Miranda, Irma, Marion (como también Séverine), abandonan el victoriano microclima salvavírgenes para caminar “cada una encerrada en su mundo particular de percepciones propias, sin advertir las presiones y tensiones, (…) en la masa fundida que mantenía a la roca anclada a la tierra gimiente”. Y al igual que Séverine deja su ropa encima de la silla, las tres colegialas se deshacen en su ascensión de guantes, sombrero, medias y corsés.

Sensatez, y no otra cosa, es lo que enseña esta temible creación volcánica. La directora Appleyard, el personaje aparentemente más realista, elabora la mayor de las ficciones: un colegio construido “con sólida piedra de Castlemaine” contra “los estragos del tiempo”. Como leemos, “todo empieza y termina justo en el momento y en el lugar precisos” y la desaparición de las mujeres parece producirse para dar una lección de verdad y libertad en forma de horror. Ficción y realidad, vida y muerte, sueño, fantasmas, apariciones… se engarzan constantemente en esta criatura del gótico australiano para demostrar que la realidad no merece tal nombre si no va acompañada de lo inexplicable, lo arbitrario, lo incontrolable…

André Breton escribió: “Todo conduce a pensar que hay un cierto punto del espíritu donde la vida y la muerte, lo real y lo imaginario, (…) lo comunicable y lo incomunicable, lo alto y lo bajo dejan de percibirse como contradicciones”. Picnic en Hanging Rock no es una obra surrealista, pero comparte esa búsqueda con el duende de Tinchebray, porque tal vez el secreto esté en no tomarnos demasiado en serio.
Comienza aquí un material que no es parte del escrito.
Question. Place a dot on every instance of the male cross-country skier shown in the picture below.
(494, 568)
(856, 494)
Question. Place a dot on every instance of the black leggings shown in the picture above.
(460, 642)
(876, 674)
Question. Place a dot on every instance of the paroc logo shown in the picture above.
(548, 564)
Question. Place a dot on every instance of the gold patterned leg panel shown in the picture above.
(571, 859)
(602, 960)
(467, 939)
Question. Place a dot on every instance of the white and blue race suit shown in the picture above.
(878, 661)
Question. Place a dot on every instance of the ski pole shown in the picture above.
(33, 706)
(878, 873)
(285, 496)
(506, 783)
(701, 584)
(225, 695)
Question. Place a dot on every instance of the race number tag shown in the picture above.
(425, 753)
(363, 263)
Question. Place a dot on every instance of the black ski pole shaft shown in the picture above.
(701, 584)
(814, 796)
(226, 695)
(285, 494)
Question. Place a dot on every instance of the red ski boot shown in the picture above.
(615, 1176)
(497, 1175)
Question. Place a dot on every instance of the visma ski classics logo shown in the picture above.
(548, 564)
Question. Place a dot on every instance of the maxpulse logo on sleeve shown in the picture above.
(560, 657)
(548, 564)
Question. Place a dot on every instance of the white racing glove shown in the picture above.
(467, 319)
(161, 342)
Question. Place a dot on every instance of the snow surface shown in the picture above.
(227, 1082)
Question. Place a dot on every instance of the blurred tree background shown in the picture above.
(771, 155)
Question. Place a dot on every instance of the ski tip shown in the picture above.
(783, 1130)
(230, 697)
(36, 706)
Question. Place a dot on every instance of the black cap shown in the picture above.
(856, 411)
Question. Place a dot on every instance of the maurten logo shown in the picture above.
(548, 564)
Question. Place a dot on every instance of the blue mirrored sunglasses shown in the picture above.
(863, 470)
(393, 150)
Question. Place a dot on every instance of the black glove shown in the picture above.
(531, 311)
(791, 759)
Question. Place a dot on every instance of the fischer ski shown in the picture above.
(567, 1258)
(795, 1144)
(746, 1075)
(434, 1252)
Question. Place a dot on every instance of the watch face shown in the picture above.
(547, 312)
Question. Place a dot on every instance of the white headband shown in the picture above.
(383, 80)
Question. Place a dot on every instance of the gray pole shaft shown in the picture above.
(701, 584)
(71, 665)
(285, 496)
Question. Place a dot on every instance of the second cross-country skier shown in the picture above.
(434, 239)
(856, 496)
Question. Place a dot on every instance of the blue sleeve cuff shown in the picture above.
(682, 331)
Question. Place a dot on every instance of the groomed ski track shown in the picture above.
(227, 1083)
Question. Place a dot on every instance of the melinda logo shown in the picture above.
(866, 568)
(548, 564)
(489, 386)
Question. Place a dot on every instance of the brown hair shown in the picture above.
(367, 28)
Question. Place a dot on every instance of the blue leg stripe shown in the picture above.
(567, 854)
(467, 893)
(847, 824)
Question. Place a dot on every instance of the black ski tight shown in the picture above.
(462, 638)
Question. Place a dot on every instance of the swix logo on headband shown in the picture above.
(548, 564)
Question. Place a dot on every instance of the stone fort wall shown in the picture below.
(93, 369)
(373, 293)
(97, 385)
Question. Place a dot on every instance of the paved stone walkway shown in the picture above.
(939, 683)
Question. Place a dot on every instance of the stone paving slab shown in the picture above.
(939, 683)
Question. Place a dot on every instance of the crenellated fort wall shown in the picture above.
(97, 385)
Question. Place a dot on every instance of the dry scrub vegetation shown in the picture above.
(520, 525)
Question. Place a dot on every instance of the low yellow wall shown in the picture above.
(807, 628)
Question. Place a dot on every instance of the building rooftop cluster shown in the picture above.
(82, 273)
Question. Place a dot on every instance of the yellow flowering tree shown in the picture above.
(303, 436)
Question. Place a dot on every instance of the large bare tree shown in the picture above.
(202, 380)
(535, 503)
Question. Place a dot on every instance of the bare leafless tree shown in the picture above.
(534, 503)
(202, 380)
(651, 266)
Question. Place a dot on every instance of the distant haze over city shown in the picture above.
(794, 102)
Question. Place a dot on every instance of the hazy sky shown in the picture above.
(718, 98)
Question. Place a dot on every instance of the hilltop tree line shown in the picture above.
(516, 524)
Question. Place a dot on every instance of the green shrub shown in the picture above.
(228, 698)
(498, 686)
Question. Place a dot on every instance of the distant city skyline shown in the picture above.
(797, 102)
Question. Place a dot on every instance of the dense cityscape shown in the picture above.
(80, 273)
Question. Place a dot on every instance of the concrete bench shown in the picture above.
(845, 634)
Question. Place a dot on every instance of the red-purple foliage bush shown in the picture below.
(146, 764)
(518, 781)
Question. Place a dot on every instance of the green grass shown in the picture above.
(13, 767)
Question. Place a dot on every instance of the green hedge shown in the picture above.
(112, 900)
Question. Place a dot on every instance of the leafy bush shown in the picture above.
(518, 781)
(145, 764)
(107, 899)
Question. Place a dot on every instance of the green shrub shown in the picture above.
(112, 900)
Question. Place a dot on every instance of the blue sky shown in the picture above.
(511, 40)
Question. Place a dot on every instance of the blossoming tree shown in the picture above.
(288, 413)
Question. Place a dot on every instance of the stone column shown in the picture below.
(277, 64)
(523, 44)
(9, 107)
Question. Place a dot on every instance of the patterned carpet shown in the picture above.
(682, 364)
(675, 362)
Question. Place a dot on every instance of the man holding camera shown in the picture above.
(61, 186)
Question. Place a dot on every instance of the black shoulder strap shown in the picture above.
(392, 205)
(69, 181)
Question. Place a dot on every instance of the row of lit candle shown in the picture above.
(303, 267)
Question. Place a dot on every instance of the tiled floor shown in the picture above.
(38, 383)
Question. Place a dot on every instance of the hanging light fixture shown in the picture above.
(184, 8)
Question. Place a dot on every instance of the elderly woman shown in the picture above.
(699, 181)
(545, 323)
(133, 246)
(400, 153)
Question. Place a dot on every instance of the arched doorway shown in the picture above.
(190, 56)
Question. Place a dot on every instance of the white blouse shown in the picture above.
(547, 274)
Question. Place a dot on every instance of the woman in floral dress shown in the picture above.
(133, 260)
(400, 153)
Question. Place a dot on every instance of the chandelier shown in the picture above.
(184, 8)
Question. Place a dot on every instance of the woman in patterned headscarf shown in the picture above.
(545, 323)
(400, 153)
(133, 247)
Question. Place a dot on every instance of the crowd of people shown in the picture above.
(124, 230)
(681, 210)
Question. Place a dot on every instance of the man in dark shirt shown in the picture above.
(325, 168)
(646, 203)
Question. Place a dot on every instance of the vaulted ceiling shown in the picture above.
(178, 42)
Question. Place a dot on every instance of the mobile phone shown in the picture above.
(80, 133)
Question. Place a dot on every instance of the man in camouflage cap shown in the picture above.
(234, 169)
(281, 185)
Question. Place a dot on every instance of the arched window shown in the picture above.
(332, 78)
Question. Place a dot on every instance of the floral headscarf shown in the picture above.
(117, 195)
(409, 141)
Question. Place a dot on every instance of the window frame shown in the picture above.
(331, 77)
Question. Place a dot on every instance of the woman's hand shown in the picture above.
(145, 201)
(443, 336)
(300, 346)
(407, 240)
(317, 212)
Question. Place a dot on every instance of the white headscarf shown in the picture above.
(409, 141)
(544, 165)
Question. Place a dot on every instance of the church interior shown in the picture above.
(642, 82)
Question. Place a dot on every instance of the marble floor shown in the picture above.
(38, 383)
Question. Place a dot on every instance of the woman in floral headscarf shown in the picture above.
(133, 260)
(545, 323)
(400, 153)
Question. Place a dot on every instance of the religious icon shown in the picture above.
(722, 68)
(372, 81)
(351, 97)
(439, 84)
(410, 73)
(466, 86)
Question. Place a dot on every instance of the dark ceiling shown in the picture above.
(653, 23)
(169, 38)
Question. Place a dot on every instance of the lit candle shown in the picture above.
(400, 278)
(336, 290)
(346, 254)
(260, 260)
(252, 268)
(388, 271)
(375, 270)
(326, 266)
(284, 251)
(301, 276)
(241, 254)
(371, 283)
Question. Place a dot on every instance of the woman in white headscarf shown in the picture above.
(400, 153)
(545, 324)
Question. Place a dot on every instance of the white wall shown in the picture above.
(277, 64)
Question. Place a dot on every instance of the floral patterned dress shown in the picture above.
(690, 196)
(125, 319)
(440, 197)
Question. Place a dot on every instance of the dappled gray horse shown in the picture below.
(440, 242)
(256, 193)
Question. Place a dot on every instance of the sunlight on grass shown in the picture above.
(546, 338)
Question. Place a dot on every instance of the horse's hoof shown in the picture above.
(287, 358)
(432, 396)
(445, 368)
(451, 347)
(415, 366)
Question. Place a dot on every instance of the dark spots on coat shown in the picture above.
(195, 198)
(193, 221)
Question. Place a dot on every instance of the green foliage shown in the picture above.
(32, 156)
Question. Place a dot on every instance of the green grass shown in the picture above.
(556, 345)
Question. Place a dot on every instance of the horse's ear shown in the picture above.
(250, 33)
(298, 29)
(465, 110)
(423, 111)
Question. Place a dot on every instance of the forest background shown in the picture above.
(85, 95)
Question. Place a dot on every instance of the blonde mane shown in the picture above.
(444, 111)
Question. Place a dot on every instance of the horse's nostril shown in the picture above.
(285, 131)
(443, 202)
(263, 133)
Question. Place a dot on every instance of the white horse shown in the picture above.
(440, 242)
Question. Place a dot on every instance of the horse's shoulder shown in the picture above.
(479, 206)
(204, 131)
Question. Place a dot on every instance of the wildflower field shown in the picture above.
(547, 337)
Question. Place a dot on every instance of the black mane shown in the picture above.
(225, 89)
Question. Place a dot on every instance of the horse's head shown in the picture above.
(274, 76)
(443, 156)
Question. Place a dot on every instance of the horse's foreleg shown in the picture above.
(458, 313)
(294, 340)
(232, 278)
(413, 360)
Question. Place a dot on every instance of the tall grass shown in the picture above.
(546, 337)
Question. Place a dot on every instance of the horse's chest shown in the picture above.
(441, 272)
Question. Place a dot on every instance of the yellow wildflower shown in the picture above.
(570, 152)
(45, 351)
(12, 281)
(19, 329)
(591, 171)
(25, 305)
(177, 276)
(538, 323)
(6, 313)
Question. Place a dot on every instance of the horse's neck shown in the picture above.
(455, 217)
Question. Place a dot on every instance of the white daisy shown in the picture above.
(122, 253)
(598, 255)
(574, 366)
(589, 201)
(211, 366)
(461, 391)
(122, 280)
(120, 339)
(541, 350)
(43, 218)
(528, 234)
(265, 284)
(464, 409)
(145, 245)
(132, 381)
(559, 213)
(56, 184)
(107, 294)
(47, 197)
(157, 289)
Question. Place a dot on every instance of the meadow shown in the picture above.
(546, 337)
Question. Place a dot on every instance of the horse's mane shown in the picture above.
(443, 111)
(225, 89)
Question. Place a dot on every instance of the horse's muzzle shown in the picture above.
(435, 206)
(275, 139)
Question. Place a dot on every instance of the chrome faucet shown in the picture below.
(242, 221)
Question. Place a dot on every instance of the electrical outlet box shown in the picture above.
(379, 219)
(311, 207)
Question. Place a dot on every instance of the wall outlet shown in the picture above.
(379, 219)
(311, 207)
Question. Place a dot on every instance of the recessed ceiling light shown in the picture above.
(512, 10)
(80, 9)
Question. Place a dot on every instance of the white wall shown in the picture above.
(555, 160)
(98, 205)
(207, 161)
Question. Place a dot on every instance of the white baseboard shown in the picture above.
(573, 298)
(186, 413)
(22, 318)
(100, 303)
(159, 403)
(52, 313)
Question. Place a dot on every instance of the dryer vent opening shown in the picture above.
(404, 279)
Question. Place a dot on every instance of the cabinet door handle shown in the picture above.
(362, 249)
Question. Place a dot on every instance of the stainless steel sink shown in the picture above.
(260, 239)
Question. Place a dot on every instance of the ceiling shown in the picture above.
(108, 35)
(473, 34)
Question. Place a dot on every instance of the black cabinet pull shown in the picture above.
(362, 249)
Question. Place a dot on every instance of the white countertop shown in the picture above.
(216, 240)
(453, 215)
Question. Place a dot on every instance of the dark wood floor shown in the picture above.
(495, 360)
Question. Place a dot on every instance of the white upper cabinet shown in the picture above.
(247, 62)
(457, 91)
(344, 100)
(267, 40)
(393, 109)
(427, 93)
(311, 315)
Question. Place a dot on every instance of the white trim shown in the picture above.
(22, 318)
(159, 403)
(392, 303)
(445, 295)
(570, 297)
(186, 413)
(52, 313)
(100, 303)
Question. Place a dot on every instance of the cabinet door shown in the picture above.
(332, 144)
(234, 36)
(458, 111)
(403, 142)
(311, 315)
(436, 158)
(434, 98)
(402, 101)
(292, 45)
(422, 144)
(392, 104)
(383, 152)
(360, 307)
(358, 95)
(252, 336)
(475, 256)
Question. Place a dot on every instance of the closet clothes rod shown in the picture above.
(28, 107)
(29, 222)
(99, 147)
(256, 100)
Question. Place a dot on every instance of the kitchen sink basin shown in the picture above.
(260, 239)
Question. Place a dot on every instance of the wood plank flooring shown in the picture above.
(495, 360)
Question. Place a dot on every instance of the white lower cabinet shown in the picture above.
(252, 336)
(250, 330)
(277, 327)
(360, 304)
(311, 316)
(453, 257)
Por eso, quizás, en la película sobre la novela que filmó Peter Weir, Miranda abre la primera escena con unos versos hermosos de otro duende cercano llamado E. A. Poe: “¿No es todo lo que vemos y parecemos / más que un sueño dentro de otro sueño?” Buena pregunta para Séverine. La de Buñuel, claro.

“Picnic en Hanging Rock”, de Joan Lindsay, ha sido publicado por la editorial Impedimenta.